The draft immigration reform bill being considered by the Senate reads like something out of a bureaucratic nightmare. In addition to inventing "Z" visas for unlawful immigrants and "Y" visas for guest workers, the 300-plus-page version I examined includes specifications for border cameras, penalties for a person who "knowingly enters into two or more marriages for the purpose of evading any immigration law," and special mention of the undesirability of "polygamists, child abductors, and unlawful voters."
More important, the draft legislation ties itself in knots attempting to balance the pro- and anti-immigration forces. On one side are the labor needs of business and America's historic openness to newcomers. On the other side are concerns about national security, the very real worries of American workers, and strong public support for gaining control of the country's borders. That's why, for example, the bill lets U.S. employers potentially hire up to 600,000 temporary Y guest workers, but all employers must attest that their hires "will not adversely affect the wages and working conditions of workers in the U.S. similarly employed." Good luck on that, especially since economists have been arguing about the impact of immigration for the past decade.
But really, the bill's sponsors can't be faulted for its convoluted logic or what looks like its probable failure in the face of multiple amendments and intense opposition. Immigration reform, in any flavor, has to contend with today's central reality: In a world where goods, capital, ideas, and services are becoming more and more mobile and able to cross national borders, tighter restrictions on the movement of people are increasingly anachronistic.
Just look at IBM (IBM ), which has for decades been one of the leading lights of the U.S. economy. The company, which earned more than $9 billion in 2006, now has two-thirds of its workers abroad, both foreign nationals and American citizens. It's becoming a "globally integrated enterprise," as CEO Samuel J. Palmisano noted in IBM's latest annual report, "which locates its operations and functions anywhere in the world based on the right cost, the right skills, and the right business environment."
How can this borderless view of the global economy be reconciled with a bill that actually requires the construction or acquisition of at least 20 new detention facilities capable of holding 20,000 "aliens," as they are called in the bill? The answer is it can't, at least for now. One view of the world tears down the walls that separate countries; the other view builds them up.
Europe is wrestling with the same conflicts as the U.S. The European Commission is considering proposals for a crackdown on the large number of illegal immigrants, even as it looks for new ways to admit legally the temporary workers needed for construction, tourism, and agriculture. Meanwhile, Britain has gotten a substantial boost to growth from the migrants from those Eastern European countries that joined the European Union in May, 2004, while France and Germany still have tougher rules for these workers.

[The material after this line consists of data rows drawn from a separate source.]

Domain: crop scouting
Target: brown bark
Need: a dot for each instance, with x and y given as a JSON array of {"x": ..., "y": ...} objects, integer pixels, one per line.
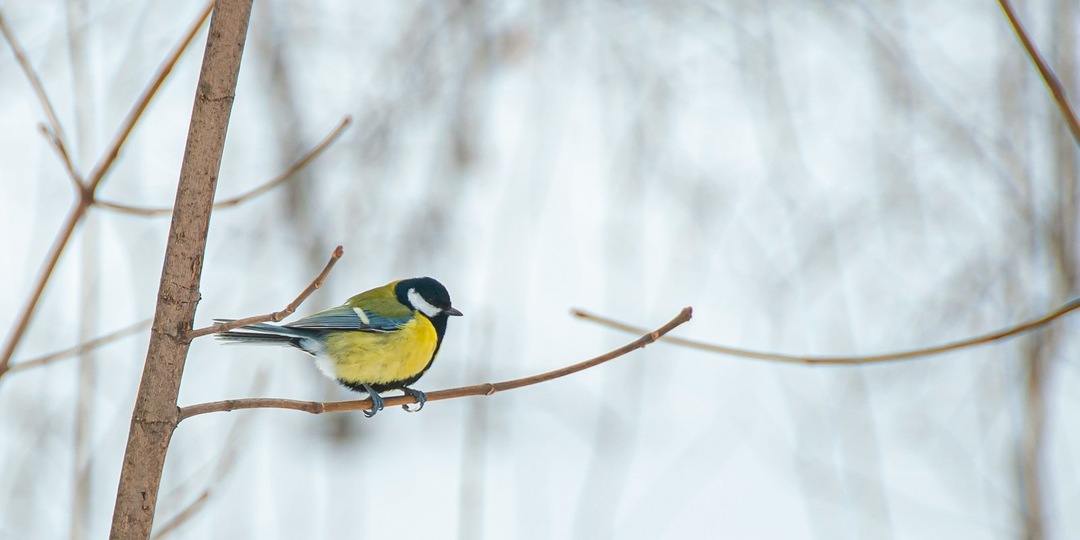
[{"x": 156, "y": 413}]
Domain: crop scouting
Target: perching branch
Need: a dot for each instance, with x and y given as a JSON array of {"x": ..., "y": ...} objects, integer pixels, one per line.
[
  {"x": 914, "y": 353},
  {"x": 484, "y": 389},
  {"x": 278, "y": 180},
  {"x": 277, "y": 315},
  {"x": 81, "y": 348},
  {"x": 1048, "y": 75}
]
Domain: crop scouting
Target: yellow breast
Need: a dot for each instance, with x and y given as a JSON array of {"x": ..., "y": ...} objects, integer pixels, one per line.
[{"x": 382, "y": 359}]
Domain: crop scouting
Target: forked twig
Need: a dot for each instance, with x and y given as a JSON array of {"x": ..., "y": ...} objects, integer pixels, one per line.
[
  {"x": 794, "y": 359},
  {"x": 88, "y": 190},
  {"x": 485, "y": 389},
  {"x": 277, "y": 315},
  {"x": 273, "y": 183}
]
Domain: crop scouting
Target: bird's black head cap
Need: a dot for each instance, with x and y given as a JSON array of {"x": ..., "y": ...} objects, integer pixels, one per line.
[{"x": 427, "y": 296}]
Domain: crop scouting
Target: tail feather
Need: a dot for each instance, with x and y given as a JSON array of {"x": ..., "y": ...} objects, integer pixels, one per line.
[
  {"x": 254, "y": 338},
  {"x": 264, "y": 334}
]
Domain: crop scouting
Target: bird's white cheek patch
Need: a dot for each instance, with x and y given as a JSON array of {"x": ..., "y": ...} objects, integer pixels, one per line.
[{"x": 422, "y": 305}]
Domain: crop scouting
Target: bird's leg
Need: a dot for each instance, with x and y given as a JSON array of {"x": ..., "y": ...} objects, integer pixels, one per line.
[
  {"x": 376, "y": 402},
  {"x": 420, "y": 399}
]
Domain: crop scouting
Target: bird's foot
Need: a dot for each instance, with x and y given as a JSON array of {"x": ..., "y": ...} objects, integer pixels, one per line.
[
  {"x": 420, "y": 399},
  {"x": 376, "y": 402}
]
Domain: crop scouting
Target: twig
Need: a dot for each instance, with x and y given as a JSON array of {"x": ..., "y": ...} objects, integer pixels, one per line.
[
  {"x": 96, "y": 174},
  {"x": 963, "y": 343},
  {"x": 89, "y": 188},
  {"x": 278, "y": 180},
  {"x": 53, "y": 132},
  {"x": 484, "y": 389},
  {"x": 221, "y": 469},
  {"x": 81, "y": 348},
  {"x": 277, "y": 315},
  {"x": 1048, "y": 75}
]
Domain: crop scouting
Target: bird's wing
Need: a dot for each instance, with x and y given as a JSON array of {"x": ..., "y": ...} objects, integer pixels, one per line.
[{"x": 346, "y": 318}]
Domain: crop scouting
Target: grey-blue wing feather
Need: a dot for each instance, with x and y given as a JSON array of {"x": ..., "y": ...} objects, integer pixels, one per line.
[{"x": 345, "y": 318}]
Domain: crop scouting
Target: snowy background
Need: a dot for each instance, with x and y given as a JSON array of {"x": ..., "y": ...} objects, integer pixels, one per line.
[{"x": 813, "y": 177}]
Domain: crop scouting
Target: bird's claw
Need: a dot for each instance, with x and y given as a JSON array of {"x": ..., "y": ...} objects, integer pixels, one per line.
[
  {"x": 376, "y": 402},
  {"x": 420, "y": 400}
]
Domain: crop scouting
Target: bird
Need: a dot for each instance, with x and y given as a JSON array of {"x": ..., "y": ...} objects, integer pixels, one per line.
[{"x": 381, "y": 339}]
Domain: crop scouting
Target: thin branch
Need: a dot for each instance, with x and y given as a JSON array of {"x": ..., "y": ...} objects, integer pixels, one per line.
[
  {"x": 915, "y": 353},
  {"x": 484, "y": 389},
  {"x": 278, "y": 180},
  {"x": 136, "y": 112},
  {"x": 53, "y": 132},
  {"x": 62, "y": 150},
  {"x": 221, "y": 469},
  {"x": 277, "y": 315},
  {"x": 86, "y": 197},
  {"x": 46, "y": 270},
  {"x": 81, "y": 348},
  {"x": 1048, "y": 75}
]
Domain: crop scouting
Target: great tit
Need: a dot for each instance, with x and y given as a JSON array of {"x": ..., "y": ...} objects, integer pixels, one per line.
[{"x": 382, "y": 339}]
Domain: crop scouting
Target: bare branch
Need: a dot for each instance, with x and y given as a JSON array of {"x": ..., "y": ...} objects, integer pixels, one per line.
[
  {"x": 88, "y": 190},
  {"x": 54, "y": 132},
  {"x": 133, "y": 117},
  {"x": 914, "y": 353},
  {"x": 81, "y": 348},
  {"x": 278, "y": 180},
  {"x": 277, "y": 315},
  {"x": 46, "y": 270},
  {"x": 1048, "y": 75},
  {"x": 485, "y": 389}
]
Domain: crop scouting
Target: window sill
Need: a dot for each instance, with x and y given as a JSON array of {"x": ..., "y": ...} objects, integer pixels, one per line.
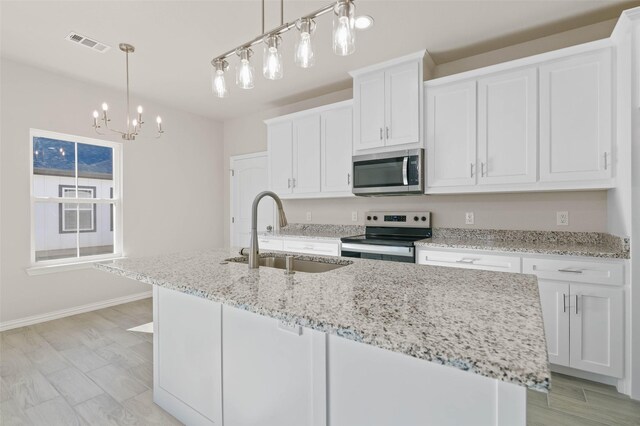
[{"x": 69, "y": 266}]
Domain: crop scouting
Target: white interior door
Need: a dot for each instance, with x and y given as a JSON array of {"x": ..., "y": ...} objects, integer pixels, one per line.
[{"x": 249, "y": 178}]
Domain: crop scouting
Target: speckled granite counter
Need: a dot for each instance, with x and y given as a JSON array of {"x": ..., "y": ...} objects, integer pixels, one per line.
[
  {"x": 590, "y": 244},
  {"x": 488, "y": 323},
  {"x": 315, "y": 231}
]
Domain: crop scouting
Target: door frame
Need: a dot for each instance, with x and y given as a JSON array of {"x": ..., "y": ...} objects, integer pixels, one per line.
[{"x": 232, "y": 159}]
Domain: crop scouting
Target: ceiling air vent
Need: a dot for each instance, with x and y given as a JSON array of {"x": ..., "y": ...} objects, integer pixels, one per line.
[{"x": 87, "y": 42}]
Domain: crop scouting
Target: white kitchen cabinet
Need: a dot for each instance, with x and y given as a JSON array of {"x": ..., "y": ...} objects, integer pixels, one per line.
[
  {"x": 387, "y": 107},
  {"x": 596, "y": 326},
  {"x": 451, "y": 135},
  {"x": 306, "y": 154},
  {"x": 273, "y": 373},
  {"x": 336, "y": 145},
  {"x": 554, "y": 298},
  {"x": 193, "y": 395},
  {"x": 576, "y": 118},
  {"x": 280, "y": 146},
  {"x": 508, "y": 127}
]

Lant Pritchett, an economist at the World Bank and Harvard University's John F. Kennedy School of Government and the author of the 2006 book Let Their People Come, argues that the global pressure for labor movement across national borders is rising. He cites, in particular, the combination of big gaps in wages between rich and poor countries and the slow population growth of many developed countries, which will soon lead to a shrinking workforce unless more immigration is allowed. Cheap communications make a difference as well, says Pritchett, since "it is less psychically costly to move when one can stay in touch."
If Pritchett is right, immigration seems likely to increase rather than decrease in the future, just as trade and communications between countries have grown by leaps and bounds. And no piece of legislation, no matter how finely balanced, is likely to change that.